WASHINGTON—The Federal Communications Commission abruptly delayed the advanced wireless services auction until Aug. 9, saying applicants needed more time to prepare for the government’s sale of 1,122 wireless licenses.
The FCC was to have begun the AWS auction June 29, but intense controversy over revisions to small-business, or designated-entity, rules forced the agency to change course. But the FCC’s action, which establishes a new AWS short-form application filing window from June 5 through June 19, is unlikely to prevent the agency from being hauled into court and the AWS auction from further disruption and uncertainty.
The FCC made no mention of a petition for expedited reconsideration of DE rule changes filed by Council Tree Communications, the Minority Media and Telecommunications Council and Bethel Native Corp. and their threat of a lawsuit. The prospect is still real.
The three groups were angered by the FCC’s extension from five to 10-year restrictions on the sale of DE licenses and DE partnership eligibility restrictions based on lease or resale limits. They are poised to file a lawsuit against the FCC as early as this week to stay the auction and force the commission to reconsider either modifying new DE rules or scrapping them altogether. There still could be DE rule modifications, according to a knowledgeable source.
Lobbying on the DE bidding rules has occupied key policy-makers and lawyers at the FCC and on Capitol Hill in the weeks following the commission’s attempt in last month’s decision to prevent large corporations from skirting regulations and acting as fronts for startups and entrepreneurs in spectrum auctions. Critics assert DE rule changes make it far more difficult to secure financing for DEs, and effectively kill a program that awards small business with bidding discounts and other benefits at FCC auctions.
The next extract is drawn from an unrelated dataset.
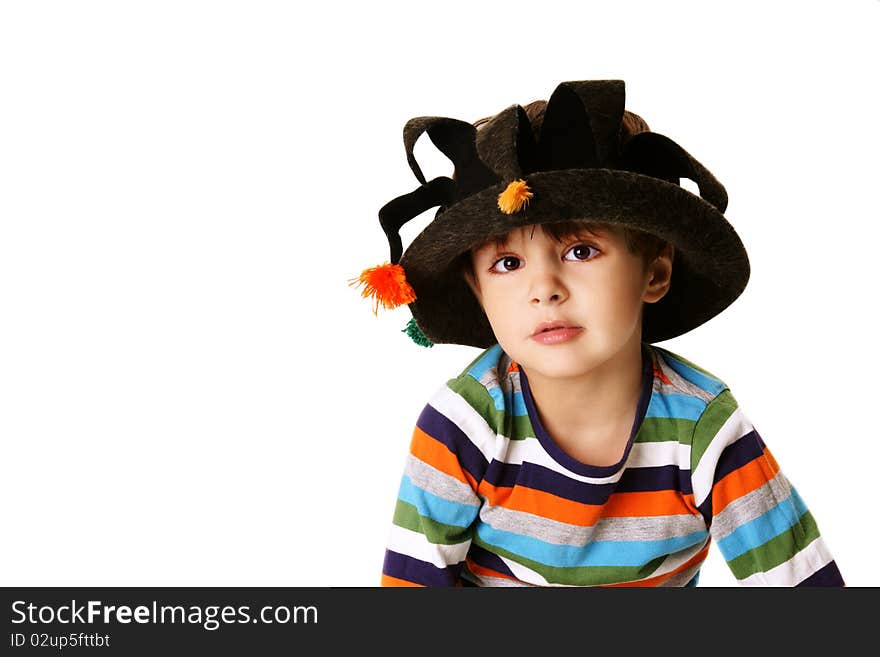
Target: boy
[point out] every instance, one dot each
(572, 451)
Council Tree, MMTC and Bethel Native previously put the FCC on notice they would sue the agency to block the start of the AWS auction if federal regulators did not rescind major portions of the April 25 DE decision. Representatives from the three organizations have met with FCC officials and congressional staff the past two weeks to argue that the agency is on shaky legal ground and would be best served by discarding the new DE rules, as opposed to having a federal court order it to do so.
The FCC apparently sized up the situation and determined the agency was perhaps most legally vulnerable on making major changes to DE rules so close to the May 10 AWS short-form application filing deadline, not on the rule modifications themselves.
The mobile-phone industry, particularly spectrum-challenged T-Mobile USA Inc., urged the FCC to reject the groups’ petition for expedited reconsideration of the DE ruling.
The commission, still smarting from an agonizingly embarrassing auction lawsuit it lost to NextWave Telecom Inc. in 2003, still has to face the potentially ugly scenario that could arise from a lawsuit in advance of a monstrous auction of 1,122 licenses—one expected to generate as much as $15 billion for the U.S. Treasury.
The risk is perhaps greatest for FCC Chairman Kevin Martin, who was prodded to reform DE rules by Democratic members Jonathan Adelstein and Michael Copps, and then was criticized for waiting too long to move on DE reform.
If the AWS auction becomes embroiled in litigation, it could become an albatross around the neck of Martin and complicate his ability to move his overall agenda forward. Martin, while having had his fair share of challenges—including the communications response to Hurricanes Katrina and Rita—since becoming chairman in March 2005, has not faced controversy with the kind of far-reaching legal and economic implications posed by potential AWS litigation.
The FCC’s DE predicament is made all the more acute and complicated because of the crucial time element. AWS short-form applications were due earlier this month. Some companies, including the Sprint Nextel Corp.-cable TV partnership and Leap Wireless International Inc., publicized their interest in bidding for AWS licenses. Alltel Corp. a regional wireless carrier, decided otherwise. The deadline for AWS upfront payments was June 1. Now that deadline is July 17.
Adelstein voiced displeasure over the AWS auction delay.
“I am disappointed that we are in this position because I made every effort to conclude the DE proceeding well in advance of our June 29, 2006, auction date, a date to which I had steadfastly been committed,” said Adelstein in a concurring statement. “I had tried to move this proceeding forward since August of last year when the commission first committed to consider a change to the rules to restrict the ability of DEs who have a material relationship with the nation’s largest wireless carriers from having access to bidding credits in future auctions. We could have and should have been done with the DE proceeding months ago. In previous statements, I even expressed my concern with the effect of the delay on both interested parties and our own commission staff in trying to conclude an unnecessarily expansive review of the DE program sufficiently in advance of the June 29 AWS auction date. But as I have said before, this timing has not been of my choosing.”